In this recipe, we will set up a simple sharded setup made up of two data shards. There will be no replication to keep it simple, as this is the most basic shard setup to demonstrate the concept. We won't be getting deep into the internals of sharding, which we will explore further in Chapter 4, Administration.
Here is a bit of theory before we proceed. Scalability and availability are two important cornerstones for building any mission-critical application. Availability is something that was taken care of by replica sets, which we discussed in the previous recipes of this chapter. Let's look at scalability now. Simply put, scalability is the ease with which the system can cope with an increasing data and request load. Consider an e-commerce platform. On regular days, the number of hits to the site and load is fairly modest, and the system response times and error rates are minimal (this is subjective).
Now, consider the days where the system load becomes twice or three times an average day's load (or even more), for example, say on Thanksgiving Day, Christmas, and so on. If the platform is able to deliver similar levels of service on these high-load days compared with any other day, the system is said to have scaled up well to the sudden increase in the number of requests.
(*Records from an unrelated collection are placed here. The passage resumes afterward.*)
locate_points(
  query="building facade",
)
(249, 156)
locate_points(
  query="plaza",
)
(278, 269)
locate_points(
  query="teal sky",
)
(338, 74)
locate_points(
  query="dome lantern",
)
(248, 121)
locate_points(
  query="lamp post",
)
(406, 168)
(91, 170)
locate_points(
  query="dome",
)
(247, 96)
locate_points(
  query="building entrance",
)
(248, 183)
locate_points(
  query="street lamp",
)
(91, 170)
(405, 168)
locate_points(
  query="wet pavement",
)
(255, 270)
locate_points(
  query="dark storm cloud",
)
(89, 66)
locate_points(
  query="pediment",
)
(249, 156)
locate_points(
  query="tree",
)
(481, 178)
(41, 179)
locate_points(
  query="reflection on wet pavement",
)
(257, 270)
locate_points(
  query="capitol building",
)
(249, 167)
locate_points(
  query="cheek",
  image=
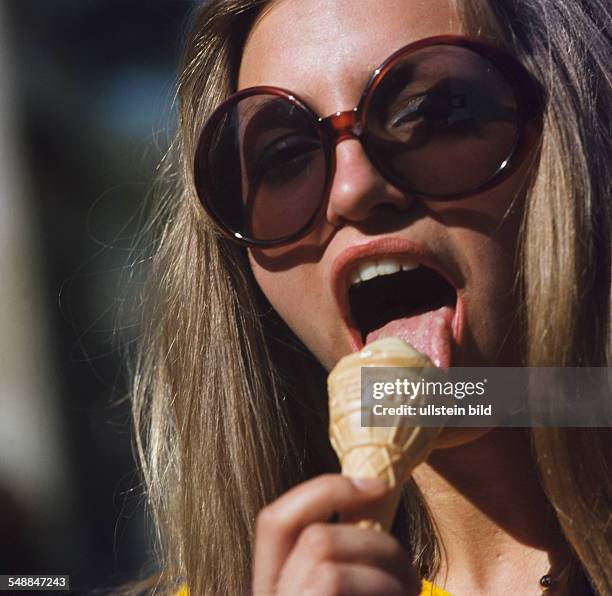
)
(298, 296)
Now, consider an archiving application that needs to store the details of all the requests that hit a particular website over the past decade. For each request that hits the website, we will create a new record in the underlying data store. Suppose each record is of 250 bytes with an average load of 3 million requests per day, then we will cross the 1 TB data mark in about 5 years. This data will be used for various analytic purposes and might be frequently queried. The query performance should not be drastically affected when the data size increases. If the system is able to cope with this increasing data volume and still gives a decent performance comparable to that on low data volumes, the system is said to have scaled up well against the increasing data volumes.
Now that we have seen in brief what scalability is, let me tell you that sharding is a mechanism that lets a system scale to increasing demands. The crux lies in the fact that the entire data is partitioned into smaller segments and distributed across various nodes called shards. Let's assume that we have a total of 10 million documents in a Mongo collection. If we shard this collection across 10 shards, we will ideally have 10,000,000/10 = 1,000,000 documents on each shard. At a given point of time, one document will only reside on one shard (which, by itself, will be a replica set in a production system). There is, however, some magic involved that keeps this concept hidden from the developer querying the collection, who gets one unified view of the collection irrespective of the number of shards. Based on the query, it is Mongo that decides which shard to query for the data and return the entire result set. With this background, let's set up a simple shard and take a closer look at it.
Apart from the MongoDB server already installed, there are no prerequisites from a software perspective. We will create two data directories, one for each shard. There will be one directory for data and one for logs.
Let's take a look at the steps in detail:
/data/s1/db
, /data/s2/db
, and /logs
directories. On Windows, we can have c:datas1db
, and so on for the data
and log
directories. There is also a config server that is used in a sharded environment to store some metadata. We will use /data/con1/db
as the data directory for the config server.mongod
processes, one for each of the two shards and one for the config database, and one mongos
process (we will see what this process does). For the Windows platform, skip the --fork
parameter as it is not supported:$ mongod --shardsvr --dbpath /data/s1/db --port 27000 --logpath /logs/s1.log --smallfiles --oplogSize 128 --fork $ mongod --shardsvr --dbpath /data/s2/db --port 27001 --logpath /logs/s2.log --smallfiles --oplogSize 128 --fork $ mongod --configsvr --dbpath /data/con1/db --port 25000 --logpath /logs/config.log --fork $ mongos --configdb localhost:25000 --logpath /logs/mongos.log --fork
mongos
prompt:$ mongo MongoDB shell version: 2.4.6 connecting to: test mongos>
mongos
shell, execute the following two commands:mongos> sh.addShard("localhost:27000") mongos> sh.addShard("localhost:27001")
ok
reply. Something like the following JSON message will be seen giving the unique ID for each shard that is added:{ "shardAdded" : "shard0000", "ok" : 1 }
Let's see what we did in the process. We created three directories for data (two for the shards and one for the config database) and one directory for logs. We can have a shell script or a batch file to create the directories as well. In fact, in large production deployments, setting up shards manually is not only time-consuming but also error-prone.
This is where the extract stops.